Before reading this book, my relative unsubstantiated opinion was that UBI is a bad idea, but since then I’ve changed my opinion to that “it sounds good in THEORY”.
It might be worth defining UBI first, which is:
…a model for providing all citizens of a country or other geographic area with a given sum of money, regardless of their income, resources or employment status. The purpose of the UBI is to prevent or reduce poverty and increase equality among citizens.See here
Here a few interesting points:
- UBI reduces the role of the government – essentially eliminating large government areas such as Medicare and other Social Security Departments
- Smaller governments benefit their citizens because:
- Government Spending vs Private Sector Spending is a zero sum game.
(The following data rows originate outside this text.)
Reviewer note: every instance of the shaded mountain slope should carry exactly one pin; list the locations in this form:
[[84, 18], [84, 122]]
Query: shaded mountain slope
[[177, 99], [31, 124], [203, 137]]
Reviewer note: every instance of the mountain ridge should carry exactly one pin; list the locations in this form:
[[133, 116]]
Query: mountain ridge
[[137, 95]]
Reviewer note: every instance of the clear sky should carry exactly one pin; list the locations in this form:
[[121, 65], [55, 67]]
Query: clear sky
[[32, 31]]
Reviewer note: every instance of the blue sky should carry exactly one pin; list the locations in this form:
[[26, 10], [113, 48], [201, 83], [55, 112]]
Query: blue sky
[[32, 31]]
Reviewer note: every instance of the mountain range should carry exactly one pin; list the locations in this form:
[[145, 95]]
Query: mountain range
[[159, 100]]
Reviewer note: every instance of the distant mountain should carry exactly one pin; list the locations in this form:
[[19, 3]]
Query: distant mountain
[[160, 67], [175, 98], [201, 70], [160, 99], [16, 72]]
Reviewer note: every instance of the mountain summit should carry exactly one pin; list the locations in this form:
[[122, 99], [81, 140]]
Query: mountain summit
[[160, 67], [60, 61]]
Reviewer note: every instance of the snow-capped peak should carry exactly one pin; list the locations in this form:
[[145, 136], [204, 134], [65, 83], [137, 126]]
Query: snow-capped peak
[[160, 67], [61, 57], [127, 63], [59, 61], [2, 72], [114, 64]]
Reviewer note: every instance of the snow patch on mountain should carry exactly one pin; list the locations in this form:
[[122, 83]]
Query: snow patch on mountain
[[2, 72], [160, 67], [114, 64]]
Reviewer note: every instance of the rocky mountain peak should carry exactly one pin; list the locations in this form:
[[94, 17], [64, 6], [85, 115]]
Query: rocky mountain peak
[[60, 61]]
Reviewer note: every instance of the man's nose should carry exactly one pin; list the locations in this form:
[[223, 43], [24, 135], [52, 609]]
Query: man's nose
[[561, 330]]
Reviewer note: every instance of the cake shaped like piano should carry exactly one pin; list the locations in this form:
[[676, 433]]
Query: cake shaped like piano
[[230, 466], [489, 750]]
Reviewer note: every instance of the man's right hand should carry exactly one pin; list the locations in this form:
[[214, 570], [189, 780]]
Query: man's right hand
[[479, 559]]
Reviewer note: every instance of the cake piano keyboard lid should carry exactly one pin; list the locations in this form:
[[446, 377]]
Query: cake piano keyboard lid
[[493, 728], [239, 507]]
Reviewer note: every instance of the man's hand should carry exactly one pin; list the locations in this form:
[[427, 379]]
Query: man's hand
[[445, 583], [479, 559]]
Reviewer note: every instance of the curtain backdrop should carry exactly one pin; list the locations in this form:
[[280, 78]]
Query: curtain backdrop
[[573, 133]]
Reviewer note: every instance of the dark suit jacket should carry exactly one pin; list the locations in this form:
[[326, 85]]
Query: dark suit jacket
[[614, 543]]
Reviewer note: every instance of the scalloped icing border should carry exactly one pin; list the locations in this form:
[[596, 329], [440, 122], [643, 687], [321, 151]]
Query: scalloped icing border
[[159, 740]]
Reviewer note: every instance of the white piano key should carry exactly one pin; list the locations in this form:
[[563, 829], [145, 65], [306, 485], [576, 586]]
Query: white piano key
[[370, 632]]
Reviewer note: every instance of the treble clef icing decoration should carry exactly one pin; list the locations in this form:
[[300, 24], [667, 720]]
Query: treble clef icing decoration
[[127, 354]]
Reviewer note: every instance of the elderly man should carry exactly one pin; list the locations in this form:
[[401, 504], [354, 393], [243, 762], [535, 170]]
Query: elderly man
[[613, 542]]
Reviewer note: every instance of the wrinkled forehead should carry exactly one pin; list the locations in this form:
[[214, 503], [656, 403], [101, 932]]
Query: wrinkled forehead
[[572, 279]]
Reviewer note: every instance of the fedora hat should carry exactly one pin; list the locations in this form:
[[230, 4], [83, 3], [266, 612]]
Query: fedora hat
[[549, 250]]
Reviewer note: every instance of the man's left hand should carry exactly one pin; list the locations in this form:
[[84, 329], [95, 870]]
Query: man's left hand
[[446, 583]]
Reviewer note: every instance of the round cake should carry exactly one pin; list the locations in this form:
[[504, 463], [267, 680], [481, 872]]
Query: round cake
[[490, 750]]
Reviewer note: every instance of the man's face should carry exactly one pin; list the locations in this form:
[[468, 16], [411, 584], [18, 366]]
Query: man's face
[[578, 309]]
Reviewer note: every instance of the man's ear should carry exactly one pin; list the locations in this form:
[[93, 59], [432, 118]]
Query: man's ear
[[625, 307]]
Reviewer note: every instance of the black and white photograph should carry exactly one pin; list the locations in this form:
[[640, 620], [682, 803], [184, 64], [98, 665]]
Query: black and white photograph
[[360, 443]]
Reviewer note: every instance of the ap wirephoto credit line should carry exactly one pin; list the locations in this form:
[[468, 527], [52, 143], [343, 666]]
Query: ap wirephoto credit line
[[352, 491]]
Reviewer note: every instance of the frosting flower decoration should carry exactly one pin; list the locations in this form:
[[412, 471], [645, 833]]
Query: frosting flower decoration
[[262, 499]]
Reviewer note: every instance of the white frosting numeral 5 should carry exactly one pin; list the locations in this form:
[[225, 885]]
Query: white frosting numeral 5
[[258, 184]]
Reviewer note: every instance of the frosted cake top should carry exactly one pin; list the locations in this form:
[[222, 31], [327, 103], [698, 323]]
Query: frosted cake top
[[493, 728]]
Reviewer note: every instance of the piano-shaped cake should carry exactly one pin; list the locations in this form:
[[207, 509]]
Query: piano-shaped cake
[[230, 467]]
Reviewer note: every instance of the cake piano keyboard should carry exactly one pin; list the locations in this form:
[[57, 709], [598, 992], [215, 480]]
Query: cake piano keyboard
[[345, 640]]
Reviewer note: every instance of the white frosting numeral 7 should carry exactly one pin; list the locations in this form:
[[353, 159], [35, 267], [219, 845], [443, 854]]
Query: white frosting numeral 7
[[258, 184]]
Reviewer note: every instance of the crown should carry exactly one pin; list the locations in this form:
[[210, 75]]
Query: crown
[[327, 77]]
The government can only spend what is taken away from private sector (via taxes).
- Private spending is more efficient than government spending
- UBI is functional only if the there is large enough offset of tax dollars are redirected from government spending
- It is worth thinking about the current system and comparing the number of people who get social security payments undeservingly vs those who miss out i.e. type I error vs type II error
- It empowers employees to leave jobs that are not perceived as meaningful i.e. ‘Bullshit jobs’. This allows the supply side of the employment market to become less restricted and reducing the exploitation of labour.
- This in turns allows people to spend more time doing what they enjoy, especially in the arts and innovation that may not have a short term economic return i.e. the decoupling of livelihood from work.
- It keeps employers in check, preventing the ‘Bullshitisation’ of jobs e.g. academic staff bogged down in administrative duties instead of teaching / doing research
Back of the Napkin Calculations
So how would this play out in Australia on a very rudimentary level? I’ve done some extremely rough calculations:
- In 2018, a little over $250 billion dollars was spent in payment redistribution (Health + Social Security + Welfare) – See here
- Australia’s population is approx 24 million
- Therefore if this money was replaced with UBI, each person will get a little over $10,400
- Australian minimum wage is around $700 a week, which equates to $36,400
- So right now there is a discrepancy of $26,000
However, if you look more closely at the budget there are many other areas of government spending that would have a questionable existence under UBI such as:
- Agriculture, forestry and fishing
Furthermore, if everyone’s livelihood is secure it wouldn’t be a stretch for the “cost of living” to go down (e.g. rent), reducing the minimum wage requirements.
Would this mean UBI meet minimum wage in Australia as it stands? It’s hard to say, but right now I’m leaning towards no. But I’m optimistic that it is possible.